- Equations 30 and 31 should read as follows: $\setCounter{29}$
\begin{eqnarray}
\int_a^{x_0-\epsilon} \frac{f(x)}{(x-x_0)^{n+1}}\mbox{d}x &=& -\sum_{k=0}^{n-1} \frac{f^{(k)}(x_0)}{k!(n-k)} \left(\frac{1}{(-\epsilon)^{n-k}} – \frac{1}{(a-x_0)^{n-k}}\right) \nonumber \\
&& + \frac{f^{(n)}(x_0)}{n!} \left(\ln \epsilon – \ln(x_0-a)\right)\nonumber \\
&& + \sum_{k=n+1}^{\infty} \frac{f^{(k)}(x_0)}{k!(k-n)} \left((-\epsilon)^{k-n}-(a-x_0)^{k-n}\right)
\end{eqnarray}\begin{eqnarray}
\int_{x_0+\epsilon}^b \frac{f(x)}{(x-x_0)^{n+1}}\mbox{d}x &=& -\sum_{k=0}^{n-1} \frac{f^{(k)}(x_0)}{k!(n-k)} \left(\frac{1}{(b-x_0)^{n-k}} – \frac{1}{\epsilon^{n-k}}\right) \nonumber \\
&& + \frac{f^{(n)}(x_0)}{n!} \left(\ln (b-x_0) – \ln\epsilon\right)\nonumber \\
&& + \sum_{k=n+1}^{\infty} \frac{f^{(k)}(x_0)}{k!(k-n)} \left((b-x_0)^{k-n}-\epsilon^{k-n}\right)
\end{eqnarray}In the original paper, the correct index $(k-n)$ in the third terms of the right-hand sides of equations 30 and 31 was erroneously encoded as $(n-k)$. The post has been appropriately updated.
Thanks to Avram Guiterrez, Kenneth Jhon Remo and Aster Niel Abellano (PUP student-OJTs) for pointing out this typographical error.
- The signs in equations (25), (26) and (28) have been inadvertently interchanged.
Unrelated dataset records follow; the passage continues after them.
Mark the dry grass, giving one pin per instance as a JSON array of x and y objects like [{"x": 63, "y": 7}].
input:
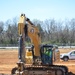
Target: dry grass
[{"x": 9, "y": 58}]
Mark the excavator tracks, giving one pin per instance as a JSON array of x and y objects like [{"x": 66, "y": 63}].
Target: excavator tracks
[{"x": 43, "y": 70}]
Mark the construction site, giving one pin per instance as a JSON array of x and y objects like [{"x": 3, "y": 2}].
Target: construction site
[{"x": 39, "y": 59}]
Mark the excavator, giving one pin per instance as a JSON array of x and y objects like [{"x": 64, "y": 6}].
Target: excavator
[{"x": 38, "y": 59}]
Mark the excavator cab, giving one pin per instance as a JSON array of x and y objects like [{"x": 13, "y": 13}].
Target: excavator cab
[{"x": 46, "y": 53}]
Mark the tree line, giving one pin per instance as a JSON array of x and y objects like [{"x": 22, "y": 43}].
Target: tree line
[{"x": 51, "y": 30}]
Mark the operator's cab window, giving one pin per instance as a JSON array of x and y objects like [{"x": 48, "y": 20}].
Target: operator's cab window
[{"x": 72, "y": 53}]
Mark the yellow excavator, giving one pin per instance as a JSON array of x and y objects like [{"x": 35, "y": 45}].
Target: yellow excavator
[{"x": 38, "y": 59}]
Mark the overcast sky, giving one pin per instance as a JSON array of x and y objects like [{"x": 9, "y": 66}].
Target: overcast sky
[{"x": 37, "y": 9}]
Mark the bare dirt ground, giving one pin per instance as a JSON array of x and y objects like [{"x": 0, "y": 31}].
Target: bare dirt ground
[{"x": 9, "y": 58}]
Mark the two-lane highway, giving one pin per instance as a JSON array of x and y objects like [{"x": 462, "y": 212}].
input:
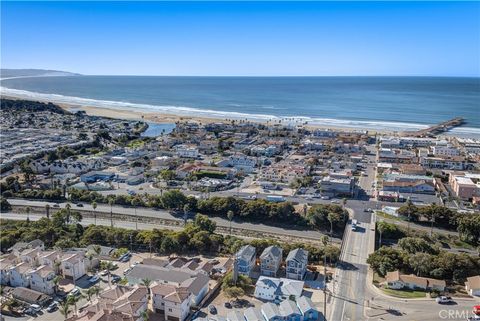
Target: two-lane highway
[{"x": 349, "y": 284}]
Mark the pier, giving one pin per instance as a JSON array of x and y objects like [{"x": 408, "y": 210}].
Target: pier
[{"x": 437, "y": 129}]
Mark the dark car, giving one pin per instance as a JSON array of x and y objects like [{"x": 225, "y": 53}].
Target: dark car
[
  {"x": 212, "y": 309},
  {"x": 52, "y": 307},
  {"x": 30, "y": 312}
]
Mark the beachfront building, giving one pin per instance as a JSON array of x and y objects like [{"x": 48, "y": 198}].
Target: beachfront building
[
  {"x": 277, "y": 289},
  {"x": 270, "y": 260},
  {"x": 246, "y": 260},
  {"x": 73, "y": 265},
  {"x": 395, "y": 280},
  {"x": 297, "y": 261},
  {"x": 186, "y": 151}
]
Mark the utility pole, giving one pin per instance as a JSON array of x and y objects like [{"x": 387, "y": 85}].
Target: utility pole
[{"x": 324, "y": 286}]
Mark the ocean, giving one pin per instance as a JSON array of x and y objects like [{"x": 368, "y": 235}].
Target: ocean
[{"x": 391, "y": 103}]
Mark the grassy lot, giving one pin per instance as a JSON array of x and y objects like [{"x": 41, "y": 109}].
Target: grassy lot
[{"x": 404, "y": 294}]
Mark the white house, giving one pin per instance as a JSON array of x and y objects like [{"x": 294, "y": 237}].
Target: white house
[
  {"x": 246, "y": 259},
  {"x": 5, "y": 266},
  {"x": 277, "y": 289},
  {"x": 174, "y": 302},
  {"x": 19, "y": 276},
  {"x": 186, "y": 151},
  {"x": 73, "y": 265},
  {"x": 270, "y": 260},
  {"x": 297, "y": 261},
  {"x": 473, "y": 285},
  {"x": 41, "y": 279}
]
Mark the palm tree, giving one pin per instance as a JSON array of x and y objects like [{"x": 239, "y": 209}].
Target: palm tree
[
  {"x": 27, "y": 210},
  {"x": 332, "y": 217},
  {"x": 47, "y": 210},
  {"x": 109, "y": 267},
  {"x": 73, "y": 300},
  {"x": 94, "y": 206},
  {"x": 144, "y": 315},
  {"x": 68, "y": 207},
  {"x": 65, "y": 309},
  {"x": 56, "y": 281},
  {"x": 147, "y": 282},
  {"x": 230, "y": 216},
  {"x": 110, "y": 202},
  {"x": 381, "y": 227}
]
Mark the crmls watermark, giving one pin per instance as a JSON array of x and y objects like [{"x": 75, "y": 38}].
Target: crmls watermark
[{"x": 455, "y": 314}]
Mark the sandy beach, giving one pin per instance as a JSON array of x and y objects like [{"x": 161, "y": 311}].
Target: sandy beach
[{"x": 162, "y": 118}]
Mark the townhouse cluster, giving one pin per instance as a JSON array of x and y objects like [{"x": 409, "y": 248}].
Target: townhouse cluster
[
  {"x": 26, "y": 134},
  {"x": 29, "y": 265},
  {"x": 299, "y": 310}
]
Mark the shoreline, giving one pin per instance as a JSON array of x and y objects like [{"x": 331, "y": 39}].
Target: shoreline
[
  {"x": 117, "y": 111},
  {"x": 166, "y": 118}
]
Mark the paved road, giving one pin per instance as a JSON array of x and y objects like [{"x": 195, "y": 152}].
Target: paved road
[{"x": 348, "y": 287}]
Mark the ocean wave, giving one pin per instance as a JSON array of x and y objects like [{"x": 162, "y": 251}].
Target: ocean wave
[{"x": 210, "y": 113}]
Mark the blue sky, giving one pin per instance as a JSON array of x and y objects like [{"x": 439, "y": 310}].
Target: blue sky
[{"x": 248, "y": 38}]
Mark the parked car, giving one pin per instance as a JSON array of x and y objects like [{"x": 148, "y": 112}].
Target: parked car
[
  {"x": 94, "y": 279},
  {"x": 212, "y": 309},
  {"x": 74, "y": 292},
  {"x": 444, "y": 299},
  {"x": 31, "y": 312},
  {"x": 116, "y": 278},
  {"x": 52, "y": 307}
]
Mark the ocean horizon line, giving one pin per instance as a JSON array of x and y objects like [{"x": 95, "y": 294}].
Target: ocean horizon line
[{"x": 185, "y": 111}]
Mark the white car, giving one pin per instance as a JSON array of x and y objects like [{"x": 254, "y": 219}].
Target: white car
[
  {"x": 74, "y": 292},
  {"x": 443, "y": 299},
  {"x": 36, "y": 307}
]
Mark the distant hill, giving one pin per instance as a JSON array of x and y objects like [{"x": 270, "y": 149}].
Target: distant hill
[
  {"x": 6, "y": 73},
  {"x": 7, "y": 105}
]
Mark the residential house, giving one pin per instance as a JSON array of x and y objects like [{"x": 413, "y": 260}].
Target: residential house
[
  {"x": 395, "y": 280},
  {"x": 5, "y": 265},
  {"x": 289, "y": 311},
  {"x": 271, "y": 312},
  {"x": 246, "y": 260},
  {"x": 473, "y": 285},
  {"x": 270, "y": 260},
  {"x": 308, "y": 309},
  {"x": 73, "y": 265},
  {"x": 19, "y": 276},
  {"x": 170, "y": 300},
  {"x": 235, "y": 315},
  {"x": 186, "y": 151},
  {"x": 50, "y": 259},
  {"x": 41, "y": 279},
  {"x": 296, "y": 264},
  {"x": 277, "y": 289},
  {"x": 196, "y": 281}
]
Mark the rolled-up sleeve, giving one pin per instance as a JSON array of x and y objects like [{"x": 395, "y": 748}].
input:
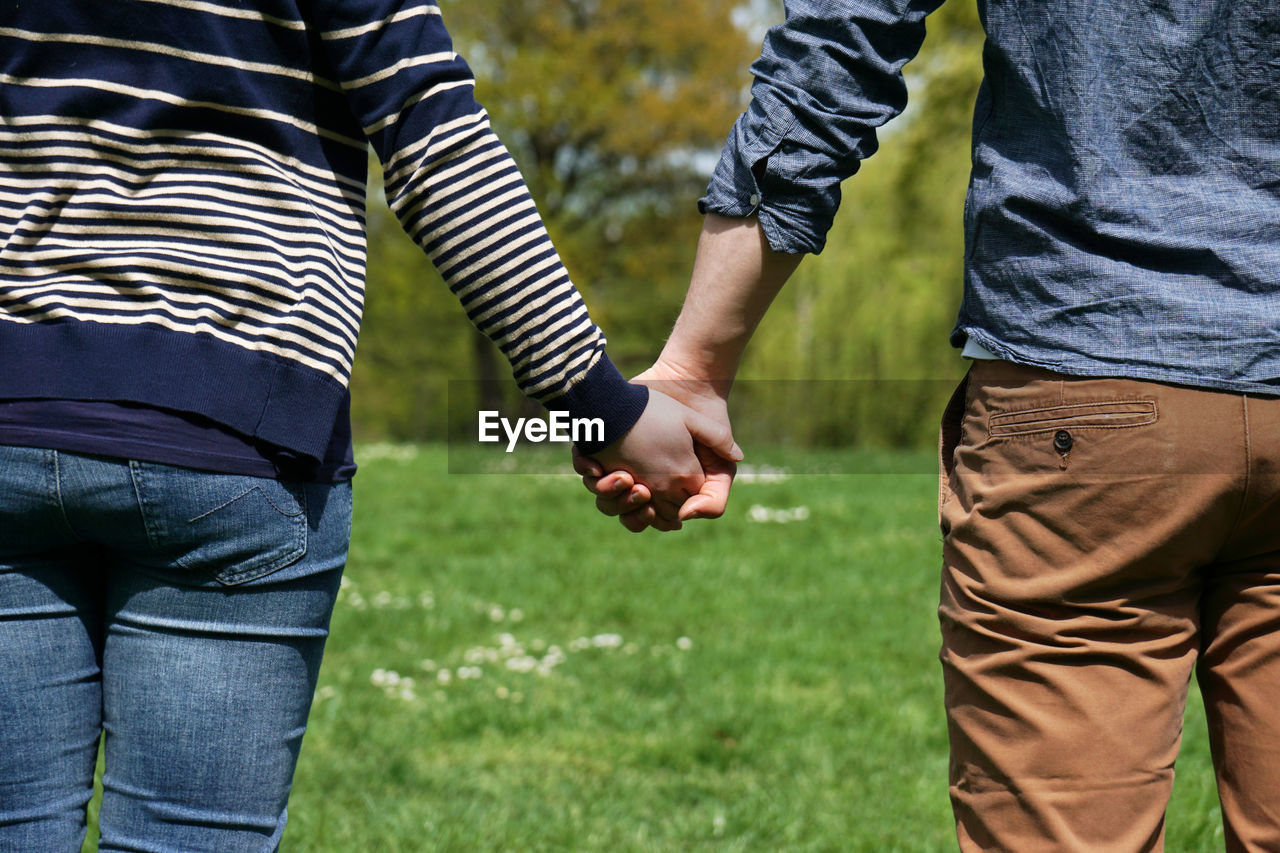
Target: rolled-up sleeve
[{"x": 827, "y": 77}]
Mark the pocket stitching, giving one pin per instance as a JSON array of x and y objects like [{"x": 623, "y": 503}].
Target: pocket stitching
[{"x": 1148, "y": 415}]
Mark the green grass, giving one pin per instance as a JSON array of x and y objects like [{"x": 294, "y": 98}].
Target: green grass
[{"x": 803, "y": 712}]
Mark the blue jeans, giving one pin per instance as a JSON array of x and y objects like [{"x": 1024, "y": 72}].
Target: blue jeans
[{"x": 183, "y": 614}]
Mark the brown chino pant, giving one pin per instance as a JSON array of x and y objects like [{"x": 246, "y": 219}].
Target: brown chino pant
[{"x": 1100, "y": 538}]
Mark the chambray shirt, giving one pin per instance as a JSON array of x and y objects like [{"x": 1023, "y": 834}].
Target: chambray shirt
[{"x": 1124, "y": 208}]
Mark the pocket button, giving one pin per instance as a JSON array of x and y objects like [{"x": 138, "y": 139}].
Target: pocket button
[{"x": 1063, "y": 441}]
They should read $\setCounter{24}$
\begin{equation}\label{boundary1}
\Phi^{+}(x_0)= \#\!\!\!\int_a^b \frac{f(x)}{(x-x_0)^{n+1}} \mbox{d}x + i \pi \frac{f^{(n)}(x_0)}{n!} .
\end{equation}\begin{equation}\label{boundary2}
\Phi^{-}(x_0)= \#\!\!\!\int_a^b \frac{f(x)}{( x-x_0)^{n+1}} \mbox{d}x – i \pi \frac{f^{(n)}(x_0)}{n!} ,
\end{equation}
$\setCounter{27}$\begin{eqnarray}
\Phi^{\pm}(x_0)=\mathrm{Int}^{\mp}(x_0) .
\end{eqnarray}